Recent research into the genetics of Alzheimer's disease is illustrative of the complexity of our biology. When looking at medical conditions that result from years or decades of multi-stage, interacting, convoluted changes in biochemistry and cellular behavior, the operation of genes is just another part of the puzzle. It's a highly connected system, which means that knowledge of genes is not a magic map to a cure in most cases; sometimes we get lucky, but Alzheimer's doesn't have that look to it. It's the result of some set of slow failures in functionality that happens to everyone; some folk are unfortunate enough to fail faster due to their genes, or have chosen lifestyles that have much the same effect. But we need Alzheimer's repair and prevention for everyone if we are to take advantage of gains in healthy life span attained through pushing back the onset other common age-related disease.
a team of researchers analyzed the faulty processing of the amyloid precursor protein (APP) - long associated with Alzheimer's disease - and linked it to a new gene (SORL1). The five-year study included multiple centres such as Columbia University, Boston University and the Mayo Clinic and tested over 6,000 DNA samples from Caucasians, Hispanics, Israeli-Arabs and African Americans and uncovered two consistent patterns that linked the SORL1 gene to people afflicted with Alzheimer's.
"Instead of scanning all the genes in the entire genome, we had an idea of what an Alzheimer's disease-causing gene would look like based on past discoveries," says senior author University Professor Peter St. George-Hyslop, director of the Centre for Research in Neurodegenerative Diseases (CRND) at the University of Toronto. "We knew that the abnormalities in APP processing and the accumulation of its toxic amyloid beta (Aβ) peptide derivative cause Alzheimer's, so we hypothesized that other genes associated with APP regulation might also cause the disease."
SORL1 governs the distribution of APP inside nerve cells of the brain.

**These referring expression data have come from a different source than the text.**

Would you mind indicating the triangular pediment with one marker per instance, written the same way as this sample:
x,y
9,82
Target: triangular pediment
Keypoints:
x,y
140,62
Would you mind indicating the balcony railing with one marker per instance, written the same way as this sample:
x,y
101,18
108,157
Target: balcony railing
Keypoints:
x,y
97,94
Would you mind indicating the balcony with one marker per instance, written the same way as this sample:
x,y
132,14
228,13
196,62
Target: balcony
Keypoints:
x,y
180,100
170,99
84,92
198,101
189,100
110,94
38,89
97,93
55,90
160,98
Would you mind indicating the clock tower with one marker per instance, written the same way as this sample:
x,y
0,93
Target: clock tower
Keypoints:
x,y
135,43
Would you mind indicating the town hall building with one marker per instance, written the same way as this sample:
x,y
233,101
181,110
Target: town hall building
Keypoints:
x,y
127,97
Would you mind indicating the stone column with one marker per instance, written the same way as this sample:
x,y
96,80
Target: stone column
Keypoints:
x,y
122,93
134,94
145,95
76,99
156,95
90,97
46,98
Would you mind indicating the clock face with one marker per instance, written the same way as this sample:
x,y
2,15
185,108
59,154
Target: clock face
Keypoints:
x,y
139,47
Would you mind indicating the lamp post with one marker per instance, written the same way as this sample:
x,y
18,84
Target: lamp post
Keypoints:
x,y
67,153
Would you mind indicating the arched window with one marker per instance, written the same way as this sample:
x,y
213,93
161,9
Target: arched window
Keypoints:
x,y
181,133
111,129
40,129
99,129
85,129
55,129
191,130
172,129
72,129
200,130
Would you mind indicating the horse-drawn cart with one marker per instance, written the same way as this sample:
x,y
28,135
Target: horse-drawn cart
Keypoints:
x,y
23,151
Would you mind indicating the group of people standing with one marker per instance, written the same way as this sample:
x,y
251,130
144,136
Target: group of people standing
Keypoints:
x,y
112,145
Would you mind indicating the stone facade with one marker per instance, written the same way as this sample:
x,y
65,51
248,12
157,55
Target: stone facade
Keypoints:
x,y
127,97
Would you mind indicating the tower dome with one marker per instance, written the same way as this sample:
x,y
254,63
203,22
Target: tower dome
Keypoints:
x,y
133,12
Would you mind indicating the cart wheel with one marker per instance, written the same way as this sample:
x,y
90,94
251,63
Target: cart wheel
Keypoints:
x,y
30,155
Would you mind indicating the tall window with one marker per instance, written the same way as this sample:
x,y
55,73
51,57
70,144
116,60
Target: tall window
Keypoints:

When working properly, the SORL1 protein regulates APP by diverting it into specific certain regions of the cell. When the level of the SORL1 gene is reduced, APP accumulates in a different region of the cell, where it is degraded into Aβ fragments - abnormal protein fragments - which then cause Alzheimer's disease.
The study confirmed that carriers of the APOE4 gene type (allele), which confers higher risk for Alzheimer's, are just like other people their age throughout most of adult life in terms of core mental functions.
Performance on all tests (except for reading vocabulary, which tends to hold up with age) declined across age groups, a sign of normal cognitive aging. However, APOE4 did not affect performance at any age. Thus the researchers conclude that at least between ages 20 and 64, people with APOE4 age normally in those central cognitive functions.
This finding suggests that APOE4 heightens the risk for Alzheimer's in old age through an additional, as-yet-unknown process that accelerates or intensifies normal changes, pushing them into the range of disease. Jorm provides an analogy. "In general, hair becomes thinner with age," he says. "However, there are some people who have an additional hereditary factor that makes them bald at an early age."
As a researcher points out in the first paper above, "The recurring theme that genetic causes of Alzheimer's all seem to impact the accumulation of amyloid β-peptide in the brain, and that potential therapies which block Aβ production or toxicity seem to block the disease in animal models, suggests that we're on the right track." That is to say, that research today is predominantly aimed at attempting to understand and manipulate enormously complex metabolic processes in order to effect a change in a known quantity - the buildup of amyloid. Quantifying the usefulness of new findings in this context is a very resource-intensive job; the job is still ongoing for APOE4 after nearly 14 years of work, for example.
There is great value in the knowledge derived from investigating mechanisms. Just as cancer research is yielding a far greater understanding of cellular aging, and AIDS research yields a far greater understanding of viruses and the immune system, Alzheimer's research leads to a greater understanding of biochemistry in the brain. That is a great help to many other areas of medical science - but it isn't necessarily the fastest path to help sufferers. It does make it ever easier to strike off on a faster path, however.
If the buildup of amyloid is indeed the key pathological difference that causes AIzheimers, then efforts to remove it would seem to be the way to go - identify the damage, and repair it, in other words. I place more near-term practical value at this time on work in that direction, such as immunotherapies and vaccines, or efforts to repair the body's natural mechanisms for clearing amyloid. A working strategy to repair Alzheimer's will be a far better tool than therapies aimed at slowing the progression of damage.